Harsh lessons are taught at football’s top table, where Scotland’s men had not dined for 23 years.
Glasgow abuzz for seminal day
The day began with a feverish excitement. Cans of lager were consumed at breakfast; establishments rammed by noon. Schoolchildren were given a break to watch the game. Glasgow hummed and buzzed in a way it has not done for years.
At Hampden itself, history hung the air, the seminal nature of the afternoon amplified by the long, long wait for fans to return to the national stadium. The feeling was different and special. Even the plug sockets in the media zone had been converted to fit European adapters.
Children bounced on the shoulders of their parents, a boundless enthusiasm that could only come from those too young to be burdened by the failures of the past. More senior footsoldiers of the Tartan Army embraced in the stands, joyous to be among the modest crowd – modest, that is, in number, not volume.
On the BBC TV platform, presenter Eilidh Barbour and her colleagues had to roar into their microphones to be heard above the din. Steve Clarke could not hear the questions being put to him trackside.
The official figure showed around 9,000 fans were scattered across the Hampden bowl. In reality, as Flower of Scotland pealed out, it could have been five million.
The angst, though, came thick and fast. First, rumours fizzed around social media suggesting Kieran Tierney was not fit to play. A “niggle”, Clarke would later confirm, ruled him out. Tierney is not only a terrific player, crucial to how Scotland operate, but a young man so utterly uncowed by these big occasions.
More was to follow. Whenever Scotland crossed the halfway line, the place went berserk, then collapsed in a wave of disappointment as chance after chance was squandered. An acapella rendition of the national anthem could not rouse Scotland into the lead.
When Patrik Schick planted his header beyond David Marshall, the place fell silent for the first time. When Schick’s utterly majestic second soared over the goalkeeper, frustration turned to exasperation and, eventually, resignation.
‘Scots left feeling Schick’
BBC Sport Scotland’s Scott Mullen at Hampden
As workplaces, classrooms and household chores ground to a halt, the doors of Hampden opened to Scotland fans for the first time since they faced Kazakhstan in November 2019.

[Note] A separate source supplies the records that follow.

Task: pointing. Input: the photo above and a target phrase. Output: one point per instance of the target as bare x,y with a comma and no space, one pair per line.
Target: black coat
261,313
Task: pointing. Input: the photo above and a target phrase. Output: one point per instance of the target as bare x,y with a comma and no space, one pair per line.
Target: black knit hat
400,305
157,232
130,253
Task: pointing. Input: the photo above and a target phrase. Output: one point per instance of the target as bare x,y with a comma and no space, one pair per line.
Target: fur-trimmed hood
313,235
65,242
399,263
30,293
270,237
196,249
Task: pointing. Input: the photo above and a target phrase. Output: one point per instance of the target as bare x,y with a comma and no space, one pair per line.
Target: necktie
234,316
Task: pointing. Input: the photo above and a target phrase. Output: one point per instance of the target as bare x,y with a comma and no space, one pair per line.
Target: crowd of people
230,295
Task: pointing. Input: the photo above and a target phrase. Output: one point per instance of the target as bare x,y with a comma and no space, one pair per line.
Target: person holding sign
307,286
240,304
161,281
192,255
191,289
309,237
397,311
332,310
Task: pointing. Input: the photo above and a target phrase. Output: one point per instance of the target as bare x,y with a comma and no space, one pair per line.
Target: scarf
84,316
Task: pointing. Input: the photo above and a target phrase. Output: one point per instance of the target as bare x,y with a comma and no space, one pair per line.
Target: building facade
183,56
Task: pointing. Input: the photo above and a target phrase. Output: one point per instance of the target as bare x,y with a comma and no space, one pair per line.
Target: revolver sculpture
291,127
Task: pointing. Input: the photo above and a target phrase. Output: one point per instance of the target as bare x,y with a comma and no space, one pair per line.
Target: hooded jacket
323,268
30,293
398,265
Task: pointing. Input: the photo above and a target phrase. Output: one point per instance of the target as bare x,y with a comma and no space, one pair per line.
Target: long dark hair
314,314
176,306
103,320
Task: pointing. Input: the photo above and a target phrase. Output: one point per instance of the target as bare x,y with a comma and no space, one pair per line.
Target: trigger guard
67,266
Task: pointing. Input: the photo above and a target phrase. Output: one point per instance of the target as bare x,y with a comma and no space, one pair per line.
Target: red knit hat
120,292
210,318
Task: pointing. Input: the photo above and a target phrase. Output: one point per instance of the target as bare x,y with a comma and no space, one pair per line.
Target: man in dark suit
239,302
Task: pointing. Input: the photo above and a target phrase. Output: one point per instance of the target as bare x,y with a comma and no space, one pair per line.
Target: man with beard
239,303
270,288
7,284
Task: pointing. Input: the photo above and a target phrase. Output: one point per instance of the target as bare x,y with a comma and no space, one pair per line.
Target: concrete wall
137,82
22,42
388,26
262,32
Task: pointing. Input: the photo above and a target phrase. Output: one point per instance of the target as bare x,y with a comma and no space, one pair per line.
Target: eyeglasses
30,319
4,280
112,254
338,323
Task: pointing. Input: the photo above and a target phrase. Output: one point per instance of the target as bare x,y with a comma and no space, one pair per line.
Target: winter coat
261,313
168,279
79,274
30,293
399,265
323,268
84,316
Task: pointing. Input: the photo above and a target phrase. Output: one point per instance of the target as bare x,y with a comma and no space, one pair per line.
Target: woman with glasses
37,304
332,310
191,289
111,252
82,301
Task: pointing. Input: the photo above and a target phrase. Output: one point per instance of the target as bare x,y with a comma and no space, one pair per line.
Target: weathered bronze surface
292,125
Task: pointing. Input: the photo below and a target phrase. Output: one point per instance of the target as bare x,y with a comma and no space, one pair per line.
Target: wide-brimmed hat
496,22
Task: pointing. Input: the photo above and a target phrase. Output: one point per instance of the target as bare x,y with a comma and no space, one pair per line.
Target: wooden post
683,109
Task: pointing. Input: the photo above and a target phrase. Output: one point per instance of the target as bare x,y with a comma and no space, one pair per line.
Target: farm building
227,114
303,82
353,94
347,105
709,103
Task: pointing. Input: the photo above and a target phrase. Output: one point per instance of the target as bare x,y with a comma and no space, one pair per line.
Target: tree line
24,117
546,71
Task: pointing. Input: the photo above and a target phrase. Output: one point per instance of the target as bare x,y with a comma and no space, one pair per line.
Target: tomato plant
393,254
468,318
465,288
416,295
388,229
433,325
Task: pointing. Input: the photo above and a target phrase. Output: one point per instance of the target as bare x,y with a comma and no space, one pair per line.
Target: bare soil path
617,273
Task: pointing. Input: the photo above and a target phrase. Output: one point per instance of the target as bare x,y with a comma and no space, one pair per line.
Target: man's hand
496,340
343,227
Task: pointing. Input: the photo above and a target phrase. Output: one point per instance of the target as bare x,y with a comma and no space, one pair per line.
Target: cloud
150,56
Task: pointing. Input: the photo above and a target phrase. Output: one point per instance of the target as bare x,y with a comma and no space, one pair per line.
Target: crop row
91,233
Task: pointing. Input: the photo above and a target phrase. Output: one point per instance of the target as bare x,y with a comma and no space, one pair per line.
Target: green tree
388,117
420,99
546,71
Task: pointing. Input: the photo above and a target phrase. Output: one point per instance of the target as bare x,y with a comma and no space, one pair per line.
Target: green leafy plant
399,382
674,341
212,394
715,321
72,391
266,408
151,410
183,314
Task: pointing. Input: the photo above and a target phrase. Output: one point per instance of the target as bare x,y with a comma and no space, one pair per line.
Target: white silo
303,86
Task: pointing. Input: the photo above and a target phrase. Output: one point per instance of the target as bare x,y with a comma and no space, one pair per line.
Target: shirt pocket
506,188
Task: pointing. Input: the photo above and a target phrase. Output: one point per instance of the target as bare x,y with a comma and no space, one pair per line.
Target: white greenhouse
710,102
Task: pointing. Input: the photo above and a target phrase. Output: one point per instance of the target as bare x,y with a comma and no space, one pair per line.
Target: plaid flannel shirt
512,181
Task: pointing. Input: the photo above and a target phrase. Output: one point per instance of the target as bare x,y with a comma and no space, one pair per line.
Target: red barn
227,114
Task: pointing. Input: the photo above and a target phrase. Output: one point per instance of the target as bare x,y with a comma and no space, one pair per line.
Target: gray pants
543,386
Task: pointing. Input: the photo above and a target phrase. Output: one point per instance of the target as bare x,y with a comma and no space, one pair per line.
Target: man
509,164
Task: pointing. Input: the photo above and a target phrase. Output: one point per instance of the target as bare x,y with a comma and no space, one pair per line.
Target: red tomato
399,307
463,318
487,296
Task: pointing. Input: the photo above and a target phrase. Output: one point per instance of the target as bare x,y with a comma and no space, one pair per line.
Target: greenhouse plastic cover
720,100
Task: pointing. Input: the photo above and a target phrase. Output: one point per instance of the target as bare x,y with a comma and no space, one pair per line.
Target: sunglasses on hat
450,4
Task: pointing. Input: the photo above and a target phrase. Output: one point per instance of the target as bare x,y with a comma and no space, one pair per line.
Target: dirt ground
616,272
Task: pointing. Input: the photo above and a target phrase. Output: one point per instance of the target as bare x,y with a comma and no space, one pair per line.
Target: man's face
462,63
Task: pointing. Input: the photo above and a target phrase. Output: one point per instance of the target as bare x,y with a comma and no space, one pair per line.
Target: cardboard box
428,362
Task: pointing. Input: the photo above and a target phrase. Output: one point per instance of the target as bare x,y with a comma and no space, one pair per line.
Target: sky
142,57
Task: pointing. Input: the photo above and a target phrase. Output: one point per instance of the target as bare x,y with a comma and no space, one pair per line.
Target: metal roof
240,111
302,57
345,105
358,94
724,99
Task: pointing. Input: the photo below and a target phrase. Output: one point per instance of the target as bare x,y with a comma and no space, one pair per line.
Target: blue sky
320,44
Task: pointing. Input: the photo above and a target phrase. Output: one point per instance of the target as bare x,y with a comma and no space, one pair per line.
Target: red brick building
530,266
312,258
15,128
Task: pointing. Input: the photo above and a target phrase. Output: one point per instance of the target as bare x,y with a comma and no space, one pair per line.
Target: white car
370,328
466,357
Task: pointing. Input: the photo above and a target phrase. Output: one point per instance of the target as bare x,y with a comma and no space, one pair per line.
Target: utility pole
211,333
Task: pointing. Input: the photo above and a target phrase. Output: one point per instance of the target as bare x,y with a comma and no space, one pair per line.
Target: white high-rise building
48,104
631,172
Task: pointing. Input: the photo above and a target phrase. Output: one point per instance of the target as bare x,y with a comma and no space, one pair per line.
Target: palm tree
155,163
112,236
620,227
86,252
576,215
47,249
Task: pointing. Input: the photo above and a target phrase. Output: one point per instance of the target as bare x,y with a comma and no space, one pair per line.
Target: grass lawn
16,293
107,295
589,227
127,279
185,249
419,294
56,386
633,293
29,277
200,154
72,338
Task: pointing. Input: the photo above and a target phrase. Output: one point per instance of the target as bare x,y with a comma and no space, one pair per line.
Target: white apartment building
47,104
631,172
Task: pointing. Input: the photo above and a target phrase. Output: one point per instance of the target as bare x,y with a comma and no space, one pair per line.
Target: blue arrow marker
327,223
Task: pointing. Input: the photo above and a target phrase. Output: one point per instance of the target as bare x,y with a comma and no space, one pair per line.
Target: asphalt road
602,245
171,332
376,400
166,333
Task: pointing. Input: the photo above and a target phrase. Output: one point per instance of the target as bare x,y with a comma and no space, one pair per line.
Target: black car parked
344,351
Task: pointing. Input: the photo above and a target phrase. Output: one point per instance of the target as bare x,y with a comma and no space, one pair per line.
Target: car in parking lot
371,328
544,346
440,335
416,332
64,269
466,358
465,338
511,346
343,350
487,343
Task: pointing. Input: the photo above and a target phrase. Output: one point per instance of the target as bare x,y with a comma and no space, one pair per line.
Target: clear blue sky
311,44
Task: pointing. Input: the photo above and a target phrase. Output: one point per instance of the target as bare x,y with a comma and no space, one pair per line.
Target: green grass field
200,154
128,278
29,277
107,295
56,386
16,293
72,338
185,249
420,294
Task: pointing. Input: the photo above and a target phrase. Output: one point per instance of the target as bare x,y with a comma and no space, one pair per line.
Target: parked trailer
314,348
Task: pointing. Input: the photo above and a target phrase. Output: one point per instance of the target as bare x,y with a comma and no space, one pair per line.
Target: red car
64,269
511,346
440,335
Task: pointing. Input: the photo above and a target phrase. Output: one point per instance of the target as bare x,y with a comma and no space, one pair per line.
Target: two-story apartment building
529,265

It began with a trickle, opening up to a flow of dark blue, kilts and saltires flooding Mount Florida. Scotland was back, and so was the Tartan Army.
Inside the ground, the 9,000 who got tickets did themselves proud. The noise of hearing Yes Sir… I Can Boogie belted out by a Scotland crowd for the first time was a surreal experience, given its incarnation as a national anthem now seems a lifetime ago.
The swell of pride at the anthem proper will live long. Sadly, so too will the silence that befell the old lady in Glasgow’s south side just moments before the break as Schick had the Scots feeling, well, sick.
As Scotland’s players were applauded off, Andy Robertson sloped off to the main stand, hoisting his child into his arms. Their dad has helped take Scotland this far. A heroic effort from him and his team is now needed to continue that journey.